La société DT Distribution fait valoir, sur la nullité ou la responsabilité de la société H. que celle-ci n'a pas rédigé et ne lui a pas remis 20 jours avant la signature du contrat le document d'information pré-contractuelle (DIP) prévu à l'article L. 330-3 du Code de commerce et conforme aux dispositions de l'article R. 330-1 du même Code, le DIP invoqué par la société H. étant incomplet et inexact, notamment sur l'état des marchés nationaux et locaux.
Elle soutient que la société H. n'a fait ni d'étude, ni d'état de marché, et encore moins de ses perspectives de développement, ne respectant pas ainsi les dispositions de l'article R. 330-1 4° al 2 du Code de commerce, précisant qu'elle exploitait jusque-là une enseigne Casa, d'activité totalement différente et que la zone de chalandise de Touques était inadaptée au concept H. (zone rurale occupée par des résidents parisiens, résidents permanents s'approvisionnant sur Caen)
Elle affirme que la société H. lui a remis des chiffres d'affaires qui ne correspondaient à aucune réalité locale et qui ne reposaient sur aucune étude du marché local des produits, cette société ayant surévalué de 48 % le marché réel de ses produits, faussant ainsi son appréciation de la rentabilité de la franchise, élément, par nature, déterminant de son consentement.

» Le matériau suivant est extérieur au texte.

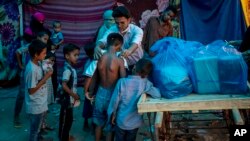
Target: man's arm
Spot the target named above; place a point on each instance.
(151, 90)
(130, 50)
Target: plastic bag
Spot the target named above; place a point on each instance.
(170, 74)
(218, 68)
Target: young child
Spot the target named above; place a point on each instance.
(89, 90)
(69, 85)
(110, 68)
(47, 64)
(35, 88)
(43, 36)
(123, 104)
(56, 36)
(23, 57)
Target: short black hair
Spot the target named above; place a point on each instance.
(56, 22)
(69, 48)
(121, 11)
(42, 33)
(89, 49)
(171, 8)
(143, 67)
(114, 39)
(36, 47)
(28, 38)
(49, 54)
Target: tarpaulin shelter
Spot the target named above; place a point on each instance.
(202, 21)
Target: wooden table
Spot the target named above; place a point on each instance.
(194, 103)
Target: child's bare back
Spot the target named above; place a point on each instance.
(110, 69)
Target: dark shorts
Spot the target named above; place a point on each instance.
(102, 100)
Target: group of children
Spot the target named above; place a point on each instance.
(108, 88)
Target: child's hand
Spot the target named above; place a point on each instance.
(87, 95)
(49, 73)
(76, 97)
(126, 53)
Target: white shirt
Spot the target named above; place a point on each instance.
(133, 35)
(37, 102)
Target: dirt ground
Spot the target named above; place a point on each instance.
(185, 126)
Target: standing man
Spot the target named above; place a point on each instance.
(108, 21)
(132, 34)
(158, 27)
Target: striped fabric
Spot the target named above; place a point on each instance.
(80, 20)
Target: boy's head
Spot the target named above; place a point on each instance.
(122, 17)
(43, 36)
(108, 18)
(28, 35)
(50, 56)
(89, 49)
(37, 50)
(168, 14)
(115, 40)
(71, 53)
(143, 67)
(57, 26)
(40, 17)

Elle estime que la société H. n'avait pas le savoir-faire franchissable de son concept en France puisqu'à la date des faits cette société n'avait ni testé ni expérimenté son concept avec un site pilote, son expérience en succursales, dont la rentabilité au demeurant n'est pas précisée, n'étant pas transposable à un magasin franchisé dont les conditions d'exploitation sont radicalement différentes. Elle relève que le franchiseur l'a étouffée en lui imposant dès le début de la relation contractuelle un approvisionnement automatique, qui a très vite occasionné un stock trop important et une trésorerie vite absorbée conduisant aux premiers impayés dès août 2010. Elle fait observer que même le réseau de succursales a largement diminué en France et qu'elle est restée la seule franchisée, jusqu'à ce que la société H. revoie son concept et transforme des succursales en franchises, dans des grandes villes.
Elle soutient que la société H. n'a pas respecté ses obligations d'assistance et de conseil, cette société ne s'étant jamais déplacée dans son point de vente et ne lui ayant jamais proposé de solution pérenne pour qu'elle puisse retrouver un équilibre, notamment en passant en commission affiliation, et qu'elle n'a pas respecté l'engagement essentiel de créer un réseau de franchise.
Elle affirme que la société H. ne lui a pas assuré le coefficient de marge de 2,2 prévu à cause de la politique commerciale de cette société reposant sur de fréquentes promotions, sans diminution du prix de cession de sa part.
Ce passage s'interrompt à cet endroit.